On the topic of buyers, Cohen added that, until recently, private equity sponsors were grappling with the purchase prices and multiples necessary to pry away assets from sellers under the constant threat of volatility.

"They thought borrowing costs could become extremely high, and they had to have a very strong conviction about the growth prospects of the company they were buying," he said.

In recent weeks, a spate of leveraged acquisition deals have hit the market including Hologic's $3.7 billion acquisition of Gen-Pro, and SXC Health Solution's $4.4 billionacquisition of Catalyst Health Solutions.

Of the M&A deals on the market so far, investors say they have been priced and structured pretty fairly. And that the market is still balanced enough to see a bit of investor push back from time to time.
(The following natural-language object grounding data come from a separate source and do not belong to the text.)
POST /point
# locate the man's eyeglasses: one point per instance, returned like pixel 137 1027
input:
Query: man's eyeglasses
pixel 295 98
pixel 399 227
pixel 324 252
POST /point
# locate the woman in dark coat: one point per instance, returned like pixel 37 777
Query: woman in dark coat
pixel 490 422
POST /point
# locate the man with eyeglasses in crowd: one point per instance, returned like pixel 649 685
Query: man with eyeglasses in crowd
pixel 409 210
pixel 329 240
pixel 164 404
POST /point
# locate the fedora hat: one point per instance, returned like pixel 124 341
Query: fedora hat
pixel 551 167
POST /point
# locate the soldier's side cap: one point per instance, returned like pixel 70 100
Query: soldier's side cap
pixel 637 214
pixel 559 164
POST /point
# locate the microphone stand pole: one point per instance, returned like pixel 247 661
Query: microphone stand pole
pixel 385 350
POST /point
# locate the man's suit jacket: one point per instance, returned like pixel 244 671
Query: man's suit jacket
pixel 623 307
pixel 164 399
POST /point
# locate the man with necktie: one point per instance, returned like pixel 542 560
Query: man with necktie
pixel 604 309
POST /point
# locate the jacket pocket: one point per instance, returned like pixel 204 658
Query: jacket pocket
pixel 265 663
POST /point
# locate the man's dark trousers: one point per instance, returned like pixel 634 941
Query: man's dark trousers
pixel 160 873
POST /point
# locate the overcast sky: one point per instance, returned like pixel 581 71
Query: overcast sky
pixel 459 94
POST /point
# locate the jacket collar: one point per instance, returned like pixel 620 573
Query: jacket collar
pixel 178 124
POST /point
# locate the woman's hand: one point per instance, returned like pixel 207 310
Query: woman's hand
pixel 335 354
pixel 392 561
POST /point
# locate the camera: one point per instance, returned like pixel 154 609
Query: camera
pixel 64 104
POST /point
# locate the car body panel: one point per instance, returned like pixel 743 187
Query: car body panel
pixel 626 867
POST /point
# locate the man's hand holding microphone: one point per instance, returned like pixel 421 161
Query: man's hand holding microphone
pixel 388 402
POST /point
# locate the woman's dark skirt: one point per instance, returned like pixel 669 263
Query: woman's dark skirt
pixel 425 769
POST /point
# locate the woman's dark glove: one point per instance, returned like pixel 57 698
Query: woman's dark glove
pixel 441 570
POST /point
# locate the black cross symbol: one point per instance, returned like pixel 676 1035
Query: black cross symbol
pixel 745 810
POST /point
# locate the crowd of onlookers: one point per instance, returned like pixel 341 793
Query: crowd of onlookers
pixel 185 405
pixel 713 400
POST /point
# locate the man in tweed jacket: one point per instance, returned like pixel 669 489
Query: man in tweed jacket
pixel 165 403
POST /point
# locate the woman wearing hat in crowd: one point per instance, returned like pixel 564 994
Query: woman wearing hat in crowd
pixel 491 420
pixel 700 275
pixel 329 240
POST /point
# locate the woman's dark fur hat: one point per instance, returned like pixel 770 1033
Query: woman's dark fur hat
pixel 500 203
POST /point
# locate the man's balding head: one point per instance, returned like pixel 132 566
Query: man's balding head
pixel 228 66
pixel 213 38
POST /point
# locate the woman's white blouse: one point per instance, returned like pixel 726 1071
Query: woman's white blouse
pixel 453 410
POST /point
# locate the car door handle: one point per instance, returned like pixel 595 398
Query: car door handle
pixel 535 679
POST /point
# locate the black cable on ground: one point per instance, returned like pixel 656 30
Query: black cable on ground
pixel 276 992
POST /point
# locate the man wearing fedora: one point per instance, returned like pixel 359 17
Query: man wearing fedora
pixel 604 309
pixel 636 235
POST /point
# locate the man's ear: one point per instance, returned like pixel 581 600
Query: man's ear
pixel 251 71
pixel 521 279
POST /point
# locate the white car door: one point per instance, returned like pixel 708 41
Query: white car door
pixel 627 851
In the first quarter, a thin forward calendar fueled reverse flexes on a substantial portion of the loan pipeline for credits across deal purposes, according to Thomson Reuters.In February alone, there was almost $8 billion in institutional issuance which saw spreads tighten amid oversubscription and strong investor demand (compared with less than $4.8 billion in upward flexes). In March, this was followed by almost $6 billion in reverse flexes (compared with just over $4.4 billion in upward flexes).

The trend later reversed itself as new money deals increased. Less than $1 billion of institutional loan volume in April, and $800 million in May, were reverse flexed (compared with almost $5 billion of upward flexes in April and an additional $2.3 billion so far in May). Refinancings for Sophos and Bausch & Lomb, among others, saw pushback and rejiggering.

That said, market participants pointed out that leverage has been creeping up on acquisition deals, for the right credits, to the 6x level or even 7x.

"I'd say up until recently we weren't comfortable going to 6.5x leverage," Cohen said. "I think now for the right business … we think these higher leverage levels work."

Farley agrees, and adds that equity checks have gotten smaller in some cases, "dipping to 25%, from an average of 30% to 35%, depending on what banks are willing to commit to."